Entretanto, apesar de todo o desconforto causado pelo curto prazo, esse momento era também celebrado pelo fim da cansativa rotina diária das aulas teóricas que subjugava-nos ao modelo tradicional de ensino-aprendizagem. Embora não fossem de todo vetadas as intervenções dos discentes durante as aulas, com raras exceções, elas não eram muito bem recebidas pelos instrutores, constituídos, predominantemente, por Oficiais da Polícia Militar de Pernambuco.

No momento da prática desportiva, alunos e alunas eram distribuídos pelas modalidades esportivas com as quais se afinavam e aqueles que não participavam de equipes específicas, submetiam-se à rotina previamente programada de treinamento mediante a prática de atividades diversas voltadas para o desenvolvimento e o fortalecimento muscular. Curiosamente, após algumas

reivindicações do grupo de alunas, foi integrado a este momento de prática desportiva, uma atividade reveza entre dança e aeróbica, destinada especificamente às mulheres alunas.

A prática da atividade desportiva se desenvolvia até por volta das 18:15 horas quando, após as providências relacionadas à higiene pessoal, deveriam todos/as se apresentar em formação às 18:45 horas para o jantar.

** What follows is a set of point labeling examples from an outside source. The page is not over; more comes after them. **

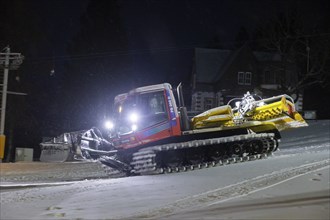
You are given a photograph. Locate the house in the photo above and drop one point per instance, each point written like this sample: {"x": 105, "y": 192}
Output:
{"x": 221, "y": 75}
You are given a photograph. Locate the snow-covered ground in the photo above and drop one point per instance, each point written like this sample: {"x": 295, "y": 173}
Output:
{"x": 293, "y": 184}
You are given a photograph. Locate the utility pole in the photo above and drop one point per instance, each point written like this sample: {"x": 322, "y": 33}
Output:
{"x": 8, "y": 61}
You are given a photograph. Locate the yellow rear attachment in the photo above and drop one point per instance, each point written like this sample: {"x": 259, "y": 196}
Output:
{"x": 279, "y": 110}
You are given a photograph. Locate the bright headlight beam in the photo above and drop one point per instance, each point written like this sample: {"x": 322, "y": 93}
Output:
{"x": 109, "y": 125}
{"x": 133, "y": 117}
{"x": 134, "y": 127}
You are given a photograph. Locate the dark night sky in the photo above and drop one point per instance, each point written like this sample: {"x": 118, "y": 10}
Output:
{"x": 170, "y": 28}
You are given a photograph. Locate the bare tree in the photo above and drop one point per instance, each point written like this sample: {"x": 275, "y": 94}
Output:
{"x": 307, "y": 48}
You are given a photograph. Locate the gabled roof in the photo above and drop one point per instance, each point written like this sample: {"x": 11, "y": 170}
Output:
{"x": 209, "y": 63}
{"x": 266, "y": 56}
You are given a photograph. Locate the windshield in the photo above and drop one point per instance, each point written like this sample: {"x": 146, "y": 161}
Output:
{"x": 141, "y": 111}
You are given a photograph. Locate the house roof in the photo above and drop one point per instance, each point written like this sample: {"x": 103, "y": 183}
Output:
{"x": 209, "y": 62}
{"x": 267, "y": 56}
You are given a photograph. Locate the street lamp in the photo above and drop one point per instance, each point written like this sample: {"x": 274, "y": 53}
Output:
{"x": 8, "y": 61}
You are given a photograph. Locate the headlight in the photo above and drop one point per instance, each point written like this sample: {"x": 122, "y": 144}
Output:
{"x": 134, "y": 127}
{"x": 133, "y": 117}
{"x": 109, "y": 125}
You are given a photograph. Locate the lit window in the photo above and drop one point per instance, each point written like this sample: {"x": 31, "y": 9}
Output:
{"x": 244, "y": 78}
{"x": 248, "y": 77}
{"x": 240, "y": 78}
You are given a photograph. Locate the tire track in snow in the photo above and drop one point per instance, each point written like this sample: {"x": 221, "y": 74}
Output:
{"x": 232, "y": 191}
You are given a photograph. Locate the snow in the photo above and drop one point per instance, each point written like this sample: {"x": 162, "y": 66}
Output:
{"x": 294, "y": 183}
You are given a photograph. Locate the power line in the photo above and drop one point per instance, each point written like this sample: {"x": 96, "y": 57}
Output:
{"x": 164, "y": 50}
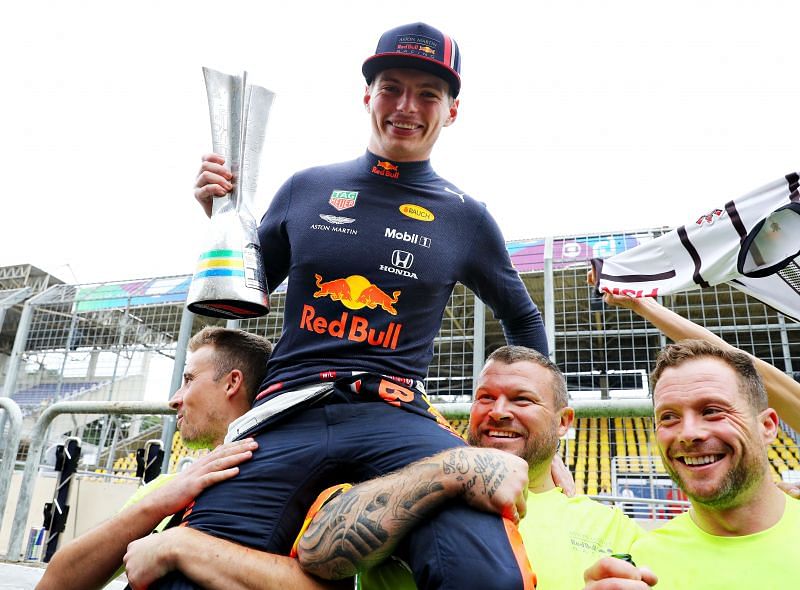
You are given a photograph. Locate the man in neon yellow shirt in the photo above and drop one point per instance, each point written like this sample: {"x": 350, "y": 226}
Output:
{"x": 713, "y": 428}
{"x": 520, "y": 407}
{"x": 223, "y": 370}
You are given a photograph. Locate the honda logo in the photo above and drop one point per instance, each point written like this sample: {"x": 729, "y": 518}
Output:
{"x": 402, "y": 259}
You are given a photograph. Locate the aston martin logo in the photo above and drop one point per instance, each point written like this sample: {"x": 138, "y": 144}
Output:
{"x": 335, "y": 219}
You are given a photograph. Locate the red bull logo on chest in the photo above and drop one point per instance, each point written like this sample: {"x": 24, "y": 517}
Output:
{"x": 384, "y": 168}
{"x": 354, "y": 292}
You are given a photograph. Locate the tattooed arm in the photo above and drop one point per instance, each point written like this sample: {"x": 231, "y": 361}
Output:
{"x": 362, "y": 527}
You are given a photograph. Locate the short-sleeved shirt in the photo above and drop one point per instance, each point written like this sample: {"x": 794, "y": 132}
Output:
{"x": 564, "y": 536}
{"x": 683, "y": 556}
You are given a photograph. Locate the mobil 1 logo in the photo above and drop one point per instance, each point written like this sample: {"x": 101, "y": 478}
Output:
{"x": 408, "y": 237}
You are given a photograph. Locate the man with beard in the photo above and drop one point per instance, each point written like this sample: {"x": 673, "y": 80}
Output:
{"x": 520, "y": 407}
{"x": 713, "y": 428}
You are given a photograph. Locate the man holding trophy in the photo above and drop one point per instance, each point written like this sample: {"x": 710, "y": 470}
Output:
{"x": 372, "y": 249}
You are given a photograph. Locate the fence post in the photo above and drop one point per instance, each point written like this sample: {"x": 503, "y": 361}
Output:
{"x": 35, "y": 451}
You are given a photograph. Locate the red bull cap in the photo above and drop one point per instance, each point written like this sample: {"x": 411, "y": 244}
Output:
{"x": 418, "y": 46}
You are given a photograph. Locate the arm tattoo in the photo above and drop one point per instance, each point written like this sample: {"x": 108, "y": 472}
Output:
{"x": 362, "y": 527}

Depois disso, o descanso perdurava até às 21:00 horas quando acontecia a “revista do pernoite”.

Esse ritual consiste na formação militar dos/as alunos/as para responderem à chamada e serem “revistados”, o que na expressão militar, significa serem conferidos não só quanto à presença física, mas também quanto à adequação exemplar de sua apresentação pessoal relacionada ao corte de cabelos, uniformes, acessórios e apetrechos de uso individual como coturnos e cintos. Em geral, a “revista” ocorria duas vezes ao dia, na formatura da parada matinal e durante a formatura do pernoite.

Entretanto, ela poderia acontecer de forma inusitada, em qualquer momento do dia ou mesmo durante a noite, unicamente a critério do desejo e do interesse de qualquer Oficial da Academia. No caso das revistas noturnas, todos eram abruptamente acordados para submeterem-se à conferência. Do mesmo modo, também as revistas nos armários e alojamentos para supervisionar os padrões estabelecidos de limpeza e organização dos objetos coletivos e individuais era uma prática recorrente.

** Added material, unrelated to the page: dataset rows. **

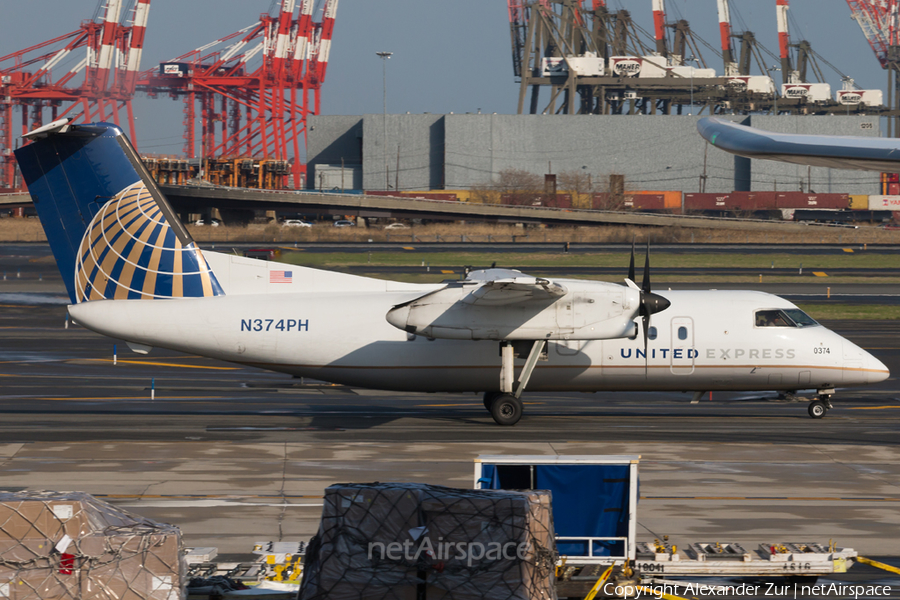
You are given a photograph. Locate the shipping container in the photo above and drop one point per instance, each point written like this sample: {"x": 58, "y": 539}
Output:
{"x": 707, "y": 201}
{"x": 628, "y": 66}
{"x": 803, "y": 200}
{"x": 672, "y": 199}
{"x": 588, "y": 65}
{"x": 857, "y": 97}
{"x": 754, "y": 84}
{"x": 735, "y": 201}
{"x": 546, "y": 200}
{"x": 644, "y": 201}
{"x": 812, "y": 92}
{"x": 859, "y": 202}
{"x": 891, "y": 203}
{"x": 687, "y": 72}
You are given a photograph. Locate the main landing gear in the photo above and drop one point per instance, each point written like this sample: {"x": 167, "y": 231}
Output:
{"x": 505, "y": 406}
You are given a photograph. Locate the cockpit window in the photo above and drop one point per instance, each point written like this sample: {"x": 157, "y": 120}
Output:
{"x": 793, "y": 317}
{"x": 800, "y": 318}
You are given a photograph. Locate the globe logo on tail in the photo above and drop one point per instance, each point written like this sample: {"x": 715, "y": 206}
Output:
{"x": 129, "y": 251}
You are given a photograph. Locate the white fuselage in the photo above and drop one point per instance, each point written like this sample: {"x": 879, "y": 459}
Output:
{"x": 344, "y": 337}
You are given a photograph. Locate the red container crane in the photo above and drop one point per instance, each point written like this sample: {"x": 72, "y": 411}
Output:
{"x": 252, "y": 89}
{"x": 40, "y": 77}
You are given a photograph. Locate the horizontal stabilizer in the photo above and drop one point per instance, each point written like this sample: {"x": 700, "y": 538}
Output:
{"x": 833, "y": 151}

Tanto no caso da apresentação pessoal quanto do ordenamento da limpeza e dos armários, as condutas julgadas inadequadas aos padrões, baseadas também em critérios subjetivos de julgamentos individuais, eram passíveis de aplicação das medidas disciplinares chamadas de “punição escolar” ou LC, que significava Licença Cassada. Essa possibilidade deixava-nos, diuturnamente, em alerta, pela constante ameaça da famigerada “punição escolar”, que consistia na restrição da liberdade, impedindo os infratores de ausentarem-se do quartel durante os fins de semana e/ou feriados para gozar do convívio social da família e amigos.

Durante a semana, de segunda a sexta-feira, o horário estabelecido para manter-se o silêncio era 22:00 hs, quando todas as luzes dos alojamentos deveriam estar apagadas, sendo punidos, coletivamente, todos/as os/as ocupantes do alojamento que descumprisse tal regra. Aqueles que, por qualquer motivo,

quisessem ou precisassem estudar, o faziam nos corredores sob a claridade das poucas luzes que podiam permanecer acesas no complexo escolar.

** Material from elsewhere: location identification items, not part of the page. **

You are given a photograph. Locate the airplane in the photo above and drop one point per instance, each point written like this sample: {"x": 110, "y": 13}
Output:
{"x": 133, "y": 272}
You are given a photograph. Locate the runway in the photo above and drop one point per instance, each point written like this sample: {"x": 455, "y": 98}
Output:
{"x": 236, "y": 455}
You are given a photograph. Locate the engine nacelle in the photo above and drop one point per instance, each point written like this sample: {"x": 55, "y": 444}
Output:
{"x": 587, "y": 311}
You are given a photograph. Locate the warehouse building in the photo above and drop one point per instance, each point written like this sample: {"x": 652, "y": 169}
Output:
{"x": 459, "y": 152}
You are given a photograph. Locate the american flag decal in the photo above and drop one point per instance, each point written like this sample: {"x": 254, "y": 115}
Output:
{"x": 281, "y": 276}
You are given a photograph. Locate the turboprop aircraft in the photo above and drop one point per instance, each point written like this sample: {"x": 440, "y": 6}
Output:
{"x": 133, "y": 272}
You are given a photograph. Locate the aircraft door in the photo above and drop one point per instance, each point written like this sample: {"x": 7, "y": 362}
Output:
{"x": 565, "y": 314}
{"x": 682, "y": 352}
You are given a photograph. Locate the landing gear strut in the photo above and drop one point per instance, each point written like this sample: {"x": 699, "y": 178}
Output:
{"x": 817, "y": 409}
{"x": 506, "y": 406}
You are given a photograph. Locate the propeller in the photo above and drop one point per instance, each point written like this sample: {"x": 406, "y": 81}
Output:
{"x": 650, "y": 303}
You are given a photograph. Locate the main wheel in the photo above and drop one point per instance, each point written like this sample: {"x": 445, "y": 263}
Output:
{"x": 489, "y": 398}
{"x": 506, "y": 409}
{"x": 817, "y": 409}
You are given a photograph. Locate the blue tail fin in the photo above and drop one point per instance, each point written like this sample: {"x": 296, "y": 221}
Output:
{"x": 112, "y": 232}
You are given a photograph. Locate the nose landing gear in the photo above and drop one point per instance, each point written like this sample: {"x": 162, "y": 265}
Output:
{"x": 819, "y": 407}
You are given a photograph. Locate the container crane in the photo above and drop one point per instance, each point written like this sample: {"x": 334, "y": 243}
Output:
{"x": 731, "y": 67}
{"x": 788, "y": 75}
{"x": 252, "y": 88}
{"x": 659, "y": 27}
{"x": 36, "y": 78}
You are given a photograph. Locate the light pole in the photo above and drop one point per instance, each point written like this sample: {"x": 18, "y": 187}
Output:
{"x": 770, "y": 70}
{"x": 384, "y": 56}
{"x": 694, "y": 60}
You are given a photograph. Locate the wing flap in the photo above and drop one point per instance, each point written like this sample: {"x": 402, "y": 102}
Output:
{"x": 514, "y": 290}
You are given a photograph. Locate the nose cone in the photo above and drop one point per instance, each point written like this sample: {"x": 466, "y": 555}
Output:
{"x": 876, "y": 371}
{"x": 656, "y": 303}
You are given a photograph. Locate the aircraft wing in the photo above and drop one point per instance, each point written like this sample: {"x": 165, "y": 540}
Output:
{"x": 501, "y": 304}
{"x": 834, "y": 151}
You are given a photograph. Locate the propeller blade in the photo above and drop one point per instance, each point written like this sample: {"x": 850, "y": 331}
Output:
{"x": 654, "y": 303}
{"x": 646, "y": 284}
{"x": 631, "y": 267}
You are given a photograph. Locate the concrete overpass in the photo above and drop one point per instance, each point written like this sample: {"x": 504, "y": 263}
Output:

Todas essas práticas e medidas impostas ao corpo discente da Academia Militar compunham o currículo em ação do Curso de Formação para os Oficiais daquela época. Inevitavelmente, as regras impostas mediante as posturas e comportamentos exigidos durante todo o processo pedagógico da profissionalização para o ofício policial se incorporam definitivamente na visão de mundo daqueles e daquelas que se submetem a ele. Algumas ficam mais fortemente marcadas, outras nem tanto, mas todas assinalam, a partir dali, modos de ser e viver distintos daqueles incorporados antes de seu ingresso.

A força ideológica que opera essa transformação psicossomática, ‘naturalizando’ e legitimando as condutas em meio às relações sociais hierárquicas, encontra na cultura do medo, representada pela permanente ameaça de sanções disciplinares e castigos, um forte mecanismo para coagir àqueles/as mais resistentes. Desse modo, produzem-se e reproduzem-se as identidades militares, refletindo os valores culturais da instituição.